Dua

0 0 0
                                    

“Aira, tunggu.” Aira terpaksa menghentikan langkahnya lagi meski bola matanya berputar malas. 

Dia ingin sekali segera sampai di rumah lalu masuk ke dalam kamar yang di dalamnya ada Riana yang sedang meringkuk di pojok, lalu dia berdiri di depan gadis angkuh itu dengan tangan mengepal, dan "Buuuk!" Satu tinjunya yang keras mendarat tepat di rahang kanan Riana yang kotak. Riana mengerang kesakitan, lalu dia memohon ampun kepada Aira sambil bersujud di kakinya. 

"Ampun Aira, maafkan aku. Aku salah. Semua yang aku bilang tadi tidak benar. Aku yang sengaja mengada-ada. Tolong maafkan aku, tolong Aira, tolonglah aku yang lemah ini." Sayangnya, itu hanya hayalan Aira saja. Huff.

Aira menoleh ke arah sumber suara. Ternyata Rena yang sedang berjalan menuju ke arahnya.

‘Hem, mungkin ini nih, biang keroknya.’ Aira bergumam kesal. Dia menarik nafas dalam dan menghembuskannya kuat-kuat. Gigiya gemeretak hingga rahangnya mengeras dan kaku.

“Kenapa Ra? Kok kamu kayak lagi kesel gitu?” Rena mengerutkan dahinya setelah berdiri tepat di hadapan teman kecilnya itu.

“Ngga papa. Ngapain tadi manggil?” Aira memalingkan wajahnya. Kemudian kembali menatap Rena lalu mengibaskan tangan kanannya, menyadarkan Rena yang masih bengong sambil menatap wajah Aira yang tampak tidak seperti biasanya.
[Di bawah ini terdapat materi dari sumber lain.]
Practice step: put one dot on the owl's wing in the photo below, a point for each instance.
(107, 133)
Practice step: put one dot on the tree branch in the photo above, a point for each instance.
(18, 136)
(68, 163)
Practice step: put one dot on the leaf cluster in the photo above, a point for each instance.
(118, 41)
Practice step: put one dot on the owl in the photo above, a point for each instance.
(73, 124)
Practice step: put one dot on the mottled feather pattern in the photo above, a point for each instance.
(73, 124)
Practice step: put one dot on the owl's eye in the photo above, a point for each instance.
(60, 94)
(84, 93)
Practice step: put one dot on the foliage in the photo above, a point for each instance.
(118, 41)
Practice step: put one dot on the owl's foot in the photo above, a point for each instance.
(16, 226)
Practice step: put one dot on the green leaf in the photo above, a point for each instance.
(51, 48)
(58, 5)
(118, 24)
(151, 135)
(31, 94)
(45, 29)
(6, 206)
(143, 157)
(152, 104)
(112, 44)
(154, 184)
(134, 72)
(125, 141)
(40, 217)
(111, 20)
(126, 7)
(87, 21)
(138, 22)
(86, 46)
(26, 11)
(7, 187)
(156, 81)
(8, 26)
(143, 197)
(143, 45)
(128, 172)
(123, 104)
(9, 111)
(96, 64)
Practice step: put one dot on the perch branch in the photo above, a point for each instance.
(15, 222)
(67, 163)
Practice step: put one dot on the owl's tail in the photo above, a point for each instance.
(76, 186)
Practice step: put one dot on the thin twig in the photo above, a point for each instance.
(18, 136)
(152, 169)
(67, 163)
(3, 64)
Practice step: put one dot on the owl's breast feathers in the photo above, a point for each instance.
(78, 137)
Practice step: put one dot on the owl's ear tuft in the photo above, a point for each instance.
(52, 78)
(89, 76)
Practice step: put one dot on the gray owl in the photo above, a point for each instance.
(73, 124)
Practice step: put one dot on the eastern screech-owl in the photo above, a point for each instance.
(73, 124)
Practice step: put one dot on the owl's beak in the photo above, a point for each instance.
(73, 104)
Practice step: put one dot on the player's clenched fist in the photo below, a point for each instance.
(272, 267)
“Oh, iya. Fadhil, dia ngajak ketemuan nanti malam. Abis isya, di tempat biasa ya.” Rena mengecilkan volume suaranya sambil mendekatkan wajahnya ke Aira, seperti takut kalau-kalau ada yang mendengar apa yang dia katakan kepada Aira. 

“Kebetulan!” Aira mengacungkan jari telunjuknya di depan hidung Rena. Lalu dia melangkah pulang tanpa menghiraukan Rena yang masih tidak mengerti dengan sikapnya yang aneh. Gadis itu hanya bisa menggelengkan kepala sambil menatap punggung Aira hingga menghilang ditelan pepohonan liar yang tumbuh dipinggir jalan.

***

“Kita putus.” Aira  menyilangkan kedua tangannya di depan dada.

Fadhil yang berdiri di samping Aira spontan memutar kepalanya 90% ke arah gadis mungil itu. Dahinya mengerut mengikuti matanya yang menyipit. Dia yakin sekali kalau telinganya sudah salah dengar barusan.

“Kamu ngomong apa Ra?” Sekarang tubuhnya yang tinggi dan sedikit kurus ikut menghadap ke arah Aira yang masih bergeming.

“Aku bilang kita putus.” Aira sedikit mengeraskan suaranya. Mata gadis yang masih mengenakan mukena berwarna putih itu masih memandang lurus ke depan, meski hanya ada gelap di sana. 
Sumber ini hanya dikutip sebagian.